DU SOULEVEMENT : QUAND LA REVOLUTION DEVIENT AXE-MOTEUR
Il convient à présent de se pencher sur la notion de révolution chez les surréalistes. A tout bien considérer, le surréalisme a, simultanément à ses corollaires avant-gardistes, inauguré dans l’histoire l’attitude révolutionnaire comme possiblement inhérent au procès artistique :
« (…), « la révolution » reste l’une des plus grandes « découvertes » de l’avant-garde. Eriger la subversion en principe fondamental, assimiler la « création » à la « révolte » (« créer est révolte »), concevoir celle-ci en tant que source et condition de la poésie, voilà le propre de ces mouvements. Ce n’est donc pas par hasard que toutes les avant-gardes du XXe siècle se réclament de cette idée, véritable fil d’Ariane dans leurs prises de position. A telle enseigne qu’elle en devient un cliché, un topos : « avant-garde » veut dire « révolution ». [82]
Sujet de vastes et d’interminables débats, la révolution se verra prendre nombre de définitions tout au long des différents parcours de vie des surréalistes. Cependant, une définition, officielle, fort calquée et déterminée d’ailleurs par le modèle marxiste, scellera le jour de leur assemblée constitutive en 1925 la perception que se feront les surréalistes de ce phénomène – du moins pour de nombreuses années -. En effet :
« Il est impossible d’assigner des buts immédiats à notre action : celle-ci ne saurait être conditionnée que par son but lointain, sa fin dernière, la Révolution.
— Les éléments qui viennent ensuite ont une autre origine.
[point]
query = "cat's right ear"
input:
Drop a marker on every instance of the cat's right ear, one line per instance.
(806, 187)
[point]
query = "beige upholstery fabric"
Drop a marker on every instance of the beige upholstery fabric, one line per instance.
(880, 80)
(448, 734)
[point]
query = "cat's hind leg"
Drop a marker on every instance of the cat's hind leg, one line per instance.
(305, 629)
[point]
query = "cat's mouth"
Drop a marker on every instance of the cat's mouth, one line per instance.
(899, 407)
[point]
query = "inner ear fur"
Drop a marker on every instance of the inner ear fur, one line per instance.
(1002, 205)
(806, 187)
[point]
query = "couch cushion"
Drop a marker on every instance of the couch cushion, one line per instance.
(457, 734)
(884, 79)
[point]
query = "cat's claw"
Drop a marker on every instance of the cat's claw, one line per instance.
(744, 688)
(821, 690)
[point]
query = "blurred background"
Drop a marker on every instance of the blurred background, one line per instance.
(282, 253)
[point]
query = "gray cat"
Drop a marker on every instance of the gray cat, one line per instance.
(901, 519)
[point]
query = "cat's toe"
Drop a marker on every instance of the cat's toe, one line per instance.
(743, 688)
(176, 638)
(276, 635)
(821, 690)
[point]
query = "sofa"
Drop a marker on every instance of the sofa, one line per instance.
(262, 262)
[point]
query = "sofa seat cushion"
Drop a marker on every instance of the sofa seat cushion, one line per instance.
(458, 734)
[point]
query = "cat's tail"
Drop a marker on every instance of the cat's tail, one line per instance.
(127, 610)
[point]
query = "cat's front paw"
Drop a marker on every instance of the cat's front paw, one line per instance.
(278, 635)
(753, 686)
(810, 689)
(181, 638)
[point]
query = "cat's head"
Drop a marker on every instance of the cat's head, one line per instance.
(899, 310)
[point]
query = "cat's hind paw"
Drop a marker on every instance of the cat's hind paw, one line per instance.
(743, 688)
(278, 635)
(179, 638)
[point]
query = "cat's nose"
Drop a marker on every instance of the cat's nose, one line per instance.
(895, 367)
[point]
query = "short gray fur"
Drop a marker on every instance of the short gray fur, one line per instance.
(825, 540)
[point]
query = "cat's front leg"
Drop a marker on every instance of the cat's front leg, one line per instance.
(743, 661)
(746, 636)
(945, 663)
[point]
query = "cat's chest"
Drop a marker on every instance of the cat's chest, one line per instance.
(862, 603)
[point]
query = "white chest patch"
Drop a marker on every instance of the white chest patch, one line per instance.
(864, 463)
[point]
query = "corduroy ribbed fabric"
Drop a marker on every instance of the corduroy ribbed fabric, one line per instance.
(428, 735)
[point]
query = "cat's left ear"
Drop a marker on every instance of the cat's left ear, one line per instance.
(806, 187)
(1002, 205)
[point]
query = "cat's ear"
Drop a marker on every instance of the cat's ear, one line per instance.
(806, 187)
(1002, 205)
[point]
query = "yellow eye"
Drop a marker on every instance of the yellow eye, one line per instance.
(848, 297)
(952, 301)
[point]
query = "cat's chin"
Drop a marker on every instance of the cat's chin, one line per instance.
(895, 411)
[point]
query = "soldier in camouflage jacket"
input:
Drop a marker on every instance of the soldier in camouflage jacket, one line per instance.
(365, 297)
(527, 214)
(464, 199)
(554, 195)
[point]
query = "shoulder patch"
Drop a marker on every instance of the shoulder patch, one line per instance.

La Révolution ne peut être conçue par nous que sous sa forme économique et sociale où elle se définit : La Révolution est l’ensemble des événements qui déterminent le passage du pouvoir des mains de la bourgeoisie à celles du prolétariat et le maintien de ce pouvoir par la dictature du prolétariat. Le Comité croit nécessaire d’attirer à nouveau l’attention des membres du groupe sur cette définition ; il n’en tolérera aucune autre tentative de révision individuelle, conformément aux décisions de l’assemblée constitutive.» [83]
Nous sommes à ce moment-là en 1925, et les surréalistes projettent encore une adhésion au P.C. ; on voit en effet, à travers ce court témoignage, que les surréalistes sont à la fois obligés d’user d’un jargon marxiste pour se faire entendre par le Parti, et qu’ils sont également convaincus à cette époque du bien-fondé des méthodes du mouvement communiste. En effet, les surréalistes ne réitéreraient pas les mêmes mécanismes disciplinaires (figer une définition, par nature intersubjective) s’ils ne croient pas que le Parti communiste faisait usage d’une méthodologie appropriée. [84] Peter Bürger pense que les surréalistes ne s’engagent pas auprès des communistes pour préparer une révolution, mais bel et bien pour fuir leurs propres « problèmes insolubles ». [85] S’il ne nous appartient pas de soutenir la sentence de Peter Bürger, il peut être dit que les surréalistes pouvaient à la fois être motivés par leur désir collectif de révolution, et tiraillés individuellement par leurs problématiques internes récurrentes. Cependant, malgré ce que prétend Peter Bürger, les surréalistes semblent croire en la Révolution bolchevique :
« De telles dispositions m’ont paru si atterrantes (cf. dispositions fascistes) que je m’en fusse voulu de prendre ici la parole (…) pour affirmer qu’aujourd’hui plus que jamais la libération de l’esprit, fine expresse du surréalisme, aux yeux des surréalistes exige pour première condition la libération de l’homme, ce qui implique que toute entrave à celle-ci doit être combattue avec l’énergie du désespoir, qu’aujourd’hui plus que jamais les surréalistes comptent pour cette libération de l’homme en tout et pour tout sur la Révolution prolétarienne. » [86]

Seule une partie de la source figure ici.